Last week I showed you an unexpected, unusual bounty of fruit right in my front yard: A small tree of juneberries (also known as serviceberry, shadbush, and saskatoon). My tree was loaded down with small, sweet berries, so I did the only logical thing and preserved some of them in a small pot of jam.
I went out to the tree and picked berries for half an hour, craning my neck up into the green branches, getting a few squawking fly-bys from birds who didn't seem happy to have a poacher in their territory. I picked berries, all warm from the sun, and even though they seemed spread out and thin on the tree at first, this was deceptive. I pulled in handfuls, ending up with about a pound and a half of ripe juneberries.
I took them inside and washed them, picking out the stems and a few withered berries. Then I cooked them down with sugar and a dribble of water.
I overcooked them just a bit; these have quite a lot of pectin in them, so they didn't need to cook much. They made a sweet, rich jam, nutty with the small seeds in the berries, and tasting ever so slightly of almond, cherry, and apple. My husband slathered it on his toast the next morning; he has already made quite a dent in this batch.

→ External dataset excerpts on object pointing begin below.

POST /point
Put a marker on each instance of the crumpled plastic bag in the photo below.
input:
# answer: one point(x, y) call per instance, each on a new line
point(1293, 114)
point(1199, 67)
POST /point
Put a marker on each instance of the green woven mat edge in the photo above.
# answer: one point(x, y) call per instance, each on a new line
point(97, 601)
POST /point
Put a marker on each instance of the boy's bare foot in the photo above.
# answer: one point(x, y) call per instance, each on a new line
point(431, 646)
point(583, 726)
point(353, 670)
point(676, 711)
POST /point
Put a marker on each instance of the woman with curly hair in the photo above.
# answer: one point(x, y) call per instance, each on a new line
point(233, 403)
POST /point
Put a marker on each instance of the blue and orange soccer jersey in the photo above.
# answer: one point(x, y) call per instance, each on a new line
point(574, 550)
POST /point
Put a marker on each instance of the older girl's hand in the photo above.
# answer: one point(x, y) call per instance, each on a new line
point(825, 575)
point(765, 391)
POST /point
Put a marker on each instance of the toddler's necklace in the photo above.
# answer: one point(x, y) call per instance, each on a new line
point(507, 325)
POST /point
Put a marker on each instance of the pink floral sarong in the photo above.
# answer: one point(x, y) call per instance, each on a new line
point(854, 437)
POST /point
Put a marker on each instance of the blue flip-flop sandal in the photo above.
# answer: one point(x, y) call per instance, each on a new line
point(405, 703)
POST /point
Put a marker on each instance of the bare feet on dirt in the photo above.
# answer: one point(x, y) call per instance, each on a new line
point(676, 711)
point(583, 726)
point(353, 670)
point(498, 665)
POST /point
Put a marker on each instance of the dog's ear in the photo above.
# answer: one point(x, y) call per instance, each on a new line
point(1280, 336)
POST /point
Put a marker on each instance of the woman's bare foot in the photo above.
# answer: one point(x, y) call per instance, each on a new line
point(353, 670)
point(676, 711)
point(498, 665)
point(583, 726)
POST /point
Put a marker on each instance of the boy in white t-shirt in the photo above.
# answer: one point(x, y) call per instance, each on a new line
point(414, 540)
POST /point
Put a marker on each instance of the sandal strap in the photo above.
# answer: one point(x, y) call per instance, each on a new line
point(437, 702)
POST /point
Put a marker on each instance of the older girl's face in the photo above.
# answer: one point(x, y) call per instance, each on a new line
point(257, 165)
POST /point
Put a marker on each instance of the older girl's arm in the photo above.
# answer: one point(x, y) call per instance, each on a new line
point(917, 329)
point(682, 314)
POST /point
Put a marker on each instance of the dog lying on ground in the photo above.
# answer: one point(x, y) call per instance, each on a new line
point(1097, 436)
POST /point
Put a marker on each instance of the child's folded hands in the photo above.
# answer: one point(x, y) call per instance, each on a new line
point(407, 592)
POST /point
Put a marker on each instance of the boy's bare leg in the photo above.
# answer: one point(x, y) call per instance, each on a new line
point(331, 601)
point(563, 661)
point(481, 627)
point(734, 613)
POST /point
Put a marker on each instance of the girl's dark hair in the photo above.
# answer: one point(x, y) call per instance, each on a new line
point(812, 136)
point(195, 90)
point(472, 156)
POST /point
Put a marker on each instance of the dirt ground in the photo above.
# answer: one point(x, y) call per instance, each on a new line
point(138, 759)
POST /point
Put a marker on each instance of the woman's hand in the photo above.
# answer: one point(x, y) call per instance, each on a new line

This sweet, short jam-making adventure was a reminder again of how easy it can be to preserve a smidge of summer's bounty. When making jam, it's best to think small. Just make a little batch; just a jar or two won't take over your kitchen.
I was lucky; this fruit was right in my front yard. Maybe you'll find some fruit hanging around the neighborhood, or a pint of extra-ripe strawberries for half off at the farmers market. Pick it up, cook it down — enjoy summer's sweet taste into fall.
Are you making jam or preserves this summer?